Marta Temido comentava à agência Lusa o despacho, assinado na sexta-feira passada pelos Ministérios da Saúde e das Finanças, de aumento de capital dos hospitais públicos “de norte a sul” do país e que envolve mais de 450 milhões de euros (não relacionados com as verbas do Orçamento do Estado). As verbas começam a ser disponibilizadas ainda este ano.
 
“Esta notícia é muito bem recebida, muito bem acolhida (…).

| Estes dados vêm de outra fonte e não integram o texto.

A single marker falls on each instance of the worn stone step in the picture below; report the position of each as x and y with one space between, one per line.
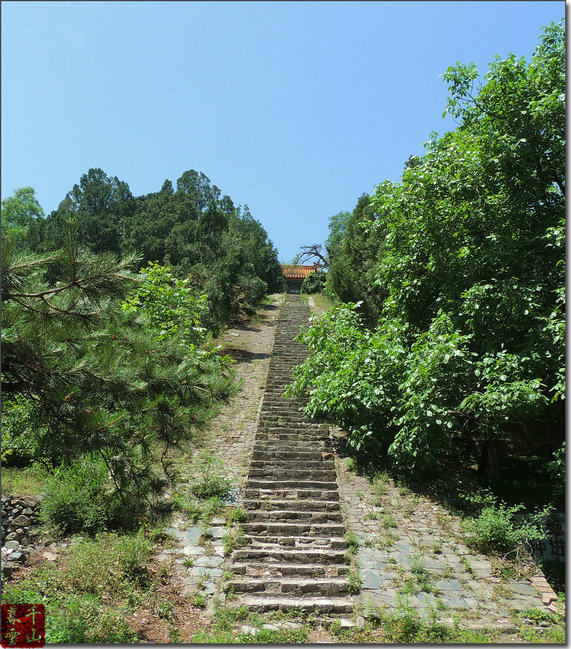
280 528
285 432
295 505
286 455
294 515
278 554
294 473
310 461
318 586
321 485
321 605
280 445
262 569
270 493
266 541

Este reforço vai permitir retirar alguns hospitais da falência técnica e por outro lado vai permitir pagar dívidas em atraso”, referiu à agência Lusa a presidente da Associação Portuguesa dos Administradores Hospitalares (APAH).
 
De acordo com Marta Temido, o reforço vai permitir pagar dívidas vencidas ainda este ano, nomeadamente ao grande credor que é a indústria farmacêutica.
 
“A verba vai permitir encerrar o exercício económico de uma forma mais limpa. Só à indústria farmacêutica estamos a falar de dívidas de mais de mil milhões de euros até agosto deste ano e prazos de pagamentos que ultrapassam um ano”, adiantou.
 
Apesar da notícia, a responsável considerou que a grande questão mantém-se: como evitar acumulação de nova divida vencida em 2015.
 
“Enquanto presidente da APAH, já comentei esta notícia no ano passado. A questão é como é que para o ano não vamos estar a comentar esta notícia novamente. Que reestruturação, que reorganizações, que eficiências estão a ser trazidas para as estruturas hospitalares de forma a evitar que periodicamente haja necessidade de injetar dinheiros públicos”, disse.
 
Na opinião de Marta Temido, é necessária “coragem política e envolver todos os agentes do Serviço Nacional de Saúde para fazer uma reorganização que permita mantê-lo (SNS) nos seus princípios constitucionais".
 
“Devemos dotar o SNS de estruturas que permitam responder às necessidades das populações, que se alteraram radicalmente”, concluiu.
 
ALERT Life Sciences Computing, S.A.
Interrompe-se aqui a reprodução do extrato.